For all this to work many technologists assume that humans are like machines in some ways. From this they move to the proposition that humans are little more than machines. And they finally argue that human beings are machines. Thus it follows that machines become human beings. And from here, the jump to a superintelligent artificial intelligence (AI) is trivial.

But the truth is that machines can’t be humans and vice versa. Computers work with concrete symbols, but feelings, experiences, and sensations aren’t easy to put into symbols. And yet they mean something to us. Machines cannot feel and — just as importantly — cannot understand. Even though machines can simulate parts of the human experience, or play chess or Go, fly a plane, drive a car, or find patterns in a muddle of data — much better than us — they lack a fundamental understanding of the thing they’re doing. Regardless of the enormous progress in machine learning, and AI, in the last few years, and the success in the long term, we have to take this misconception into account.
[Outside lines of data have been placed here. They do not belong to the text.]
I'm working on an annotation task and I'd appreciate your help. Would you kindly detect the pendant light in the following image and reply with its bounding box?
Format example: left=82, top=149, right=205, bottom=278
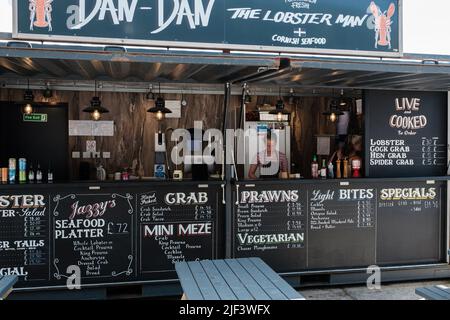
left=147, top=83, right=172, bottom=121
left=82, top=81, right=110, bottom=121
left=339, top=89, right=347, bottom=107
left=23, top=79, right=34, bottom=115
left=269, top=87, right=291, bottom=122
left=323, top=99, right=344, bottom=123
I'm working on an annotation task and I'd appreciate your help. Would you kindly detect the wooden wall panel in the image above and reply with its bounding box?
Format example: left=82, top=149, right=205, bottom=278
left=1, top=88, right=354, bottom=180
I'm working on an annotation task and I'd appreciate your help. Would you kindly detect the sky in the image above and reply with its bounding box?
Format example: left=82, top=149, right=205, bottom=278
left=0, top=0, right=449, bottom=56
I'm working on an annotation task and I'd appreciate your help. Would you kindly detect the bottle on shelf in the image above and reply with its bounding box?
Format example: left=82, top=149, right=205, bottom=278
left=47, top=162, right=53, bottom=183
left=320, top=159, right=327, bottom=179
left=28, top=163, right=35, bottom=183
left=311, top=155, right=319, bottom=179
left=36, top=163, right=43, bottom=183
left=336, top=159, right=342, bottom=179
left=328, top=161, right=334, bottom=179
left=343, top=158, right=349, bottom=178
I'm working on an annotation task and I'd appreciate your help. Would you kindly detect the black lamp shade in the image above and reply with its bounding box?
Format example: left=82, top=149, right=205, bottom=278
left=24, top=89, right=34, bottom=102
left=147, top=97, right=172, bottom=114
left=323, top=100, right=344, bottom=116
left=269, top=100, right=291, bottom=115
left=82, top=97, right=110, bottom=114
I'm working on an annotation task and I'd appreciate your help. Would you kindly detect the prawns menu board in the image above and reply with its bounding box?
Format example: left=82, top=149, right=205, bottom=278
left=51, top=193, right=135, bottom=284
left=0, top=193, right=50, bottom=283
left=232, top=185, right=307, bottom=272
left=138, top=187, right=219, bottom=279
left=232, top=181, right=445, bottom=272
left=365, top=90, right=448, bottom=178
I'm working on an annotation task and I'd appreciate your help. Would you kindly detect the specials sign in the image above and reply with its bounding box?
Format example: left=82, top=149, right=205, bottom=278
left=13, top=0, right=401, bottom=57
Leaving aside the philosophical questions of AI, and its viability, the issue becomes mostly pragmatic. Whether or not AI succeeds in the long term, it will nevertheless be both developed and deployed with uncompromising efforts. But if we submit ourselves to semi-intelligent programs, failing to plan for the robot apocalypse will be the least of our worries. We’re already starting to live our lives inside machines. Our smartphones and social media are prime examples. The tragedy is that machines will remain as ordinary and dull as they are today, and overtake us anyway.

The world may be driven by efficient machines, but we don’t have to behave like them. We don’t have to reduce our thoughts and feelings to zeros and ones — equivalent to the grunts of early human language — and convince ourselves that’s just what humans have been all along.

These days, people are desperate to have real connections. To feel heard, understood, cared about, and maybe even loved. No artificial connections, not just another name in a database, and not just another fully automated email or targeted ad.

Perhaps we have even more to fear from people who act as if they are computers than from computers programmed to pretend to be humans.